Cam nods. “Drew and I never spoke again.”
“What?”
That wasn’t what I meant.
I was referring to my relationship with Drew, to the fact that he brought me home after the party and made love to me for the first time. We were inseparable after that. I didn’t just give my body to him; I gave him my whole heart.
Cam locks his jaw, a muscle there ticcing. “I’m sure he wanted me to call, wanted me to apologize, wanted me to offer some sort of an explanation for the way I acted, but I couldn’t do it. I couldn’t give him one. Because I didn’t regret it. I couldn’t when”—his bare chest rises and falls sharply—“when it was the single greatest moment of my life.”
No.
I wince, squeezing my eyes closed against the flood of turbulent emotions and voices in my head.
They scream and thrash.
They fight to make sense, to find what was real and what was a lie, but I can’t tell anymore. All of it blends together into a swirl of black and white like the paint Cam places on the canvases.

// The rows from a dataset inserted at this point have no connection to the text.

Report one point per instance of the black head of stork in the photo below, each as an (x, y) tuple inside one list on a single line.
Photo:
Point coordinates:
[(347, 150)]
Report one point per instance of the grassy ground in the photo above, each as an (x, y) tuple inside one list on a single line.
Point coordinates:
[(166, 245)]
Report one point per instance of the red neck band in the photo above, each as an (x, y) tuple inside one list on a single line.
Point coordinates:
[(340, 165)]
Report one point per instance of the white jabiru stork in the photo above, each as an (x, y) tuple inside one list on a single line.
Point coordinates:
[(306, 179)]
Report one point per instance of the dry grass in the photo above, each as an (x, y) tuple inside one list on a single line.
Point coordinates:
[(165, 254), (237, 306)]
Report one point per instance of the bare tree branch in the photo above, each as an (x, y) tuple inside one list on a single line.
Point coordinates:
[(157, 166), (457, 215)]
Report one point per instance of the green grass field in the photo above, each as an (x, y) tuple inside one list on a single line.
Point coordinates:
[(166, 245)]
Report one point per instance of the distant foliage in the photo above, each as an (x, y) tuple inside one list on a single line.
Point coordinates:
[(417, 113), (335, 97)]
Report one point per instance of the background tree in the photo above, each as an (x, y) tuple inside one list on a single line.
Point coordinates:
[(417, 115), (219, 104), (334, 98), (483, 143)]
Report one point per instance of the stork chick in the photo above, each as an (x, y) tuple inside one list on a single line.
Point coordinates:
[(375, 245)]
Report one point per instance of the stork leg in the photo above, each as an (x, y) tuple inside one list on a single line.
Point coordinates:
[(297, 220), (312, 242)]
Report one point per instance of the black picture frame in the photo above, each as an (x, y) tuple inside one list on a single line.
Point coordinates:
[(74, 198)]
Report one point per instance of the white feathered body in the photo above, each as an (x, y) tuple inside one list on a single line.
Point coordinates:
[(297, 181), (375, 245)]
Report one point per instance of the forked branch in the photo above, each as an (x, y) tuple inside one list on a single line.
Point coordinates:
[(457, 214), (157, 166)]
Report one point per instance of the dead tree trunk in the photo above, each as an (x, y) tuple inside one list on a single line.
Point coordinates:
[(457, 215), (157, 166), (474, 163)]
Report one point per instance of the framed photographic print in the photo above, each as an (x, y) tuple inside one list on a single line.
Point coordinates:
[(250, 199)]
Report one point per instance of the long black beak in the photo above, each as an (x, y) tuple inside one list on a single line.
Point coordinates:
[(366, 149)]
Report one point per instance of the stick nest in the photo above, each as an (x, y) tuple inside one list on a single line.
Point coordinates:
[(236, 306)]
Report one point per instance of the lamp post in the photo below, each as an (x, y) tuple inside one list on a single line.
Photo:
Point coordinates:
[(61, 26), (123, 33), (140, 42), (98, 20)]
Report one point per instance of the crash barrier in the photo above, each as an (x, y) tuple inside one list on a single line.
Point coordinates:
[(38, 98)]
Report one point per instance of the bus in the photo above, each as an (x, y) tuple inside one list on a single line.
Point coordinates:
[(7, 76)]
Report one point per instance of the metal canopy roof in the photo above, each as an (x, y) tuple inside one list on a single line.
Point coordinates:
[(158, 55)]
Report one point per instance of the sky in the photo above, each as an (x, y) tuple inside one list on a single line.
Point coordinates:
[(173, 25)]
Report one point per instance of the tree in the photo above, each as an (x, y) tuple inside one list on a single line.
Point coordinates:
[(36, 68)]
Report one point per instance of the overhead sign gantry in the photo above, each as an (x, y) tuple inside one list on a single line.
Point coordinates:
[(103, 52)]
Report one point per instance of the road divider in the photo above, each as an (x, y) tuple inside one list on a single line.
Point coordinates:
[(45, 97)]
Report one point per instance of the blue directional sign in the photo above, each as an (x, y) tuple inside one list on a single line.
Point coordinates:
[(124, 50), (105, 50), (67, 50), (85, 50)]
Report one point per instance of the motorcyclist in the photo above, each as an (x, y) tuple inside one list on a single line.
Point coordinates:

Something clatters to the floor, and this time, when I hear Cam move closer, I don’t have the power to retreat.
My entire body feels numb.
Useless.
On the verge of collapse.
Everything I thought I knew about my relationship with Drew was a lie.
All spawned from one night—that I didn’t even have with him.
Cam stops in front of me and grips my chin, forcing my face up, and I let my eyes open, almost blinded by the intensity of what stares back. “Everything the two of you had was real, Ivy. You had over four years together. You had a life together. A future together.”
His words barely register over the whooshing of blood in my ears.
I can’t look away from his penetrating gaze, from the force of it and the way it locks me in place.
How did I not see it?
How did I miss it?
The differences between them…
The darkness that creeps into his blue eyes that Drew’s never had…
The slightly more crooked smile…
The way this heat that blazes across Cam’s gaze as he looks at me burns like a wild inferno, whereas when Drew looked at me, it smoldered.
“I-I should have known.”
Cam shakes his head. “No. You shouldn’t have. Drew and I often wore similar clothes without even planning it. And back then, I didn’t look like this.” He motions toward his face. “I always covered my tattoos for my mom’s parties. We probably looked exactly the same that night to everyone. And I was a fucking selfish prick who took advantage of the situation.”
“But why?” My lip trembles along with my body. “Did you really hate him that much that you had to?—”
I can’t even say the words.
Can’t even bring myself to think them.
His brows draw low, his gaze confused now. “Hate him?” He shakes his head, and a humorless laugh slips from his mouth. “I didn’t hate him, Ivy. I loved Drew more than anyone on this planet.” He sucks in a long, slow breath as he searches my face, and then his thumb moves up and brushes over my lips. “Until the moment I walked into that yard and saw you.”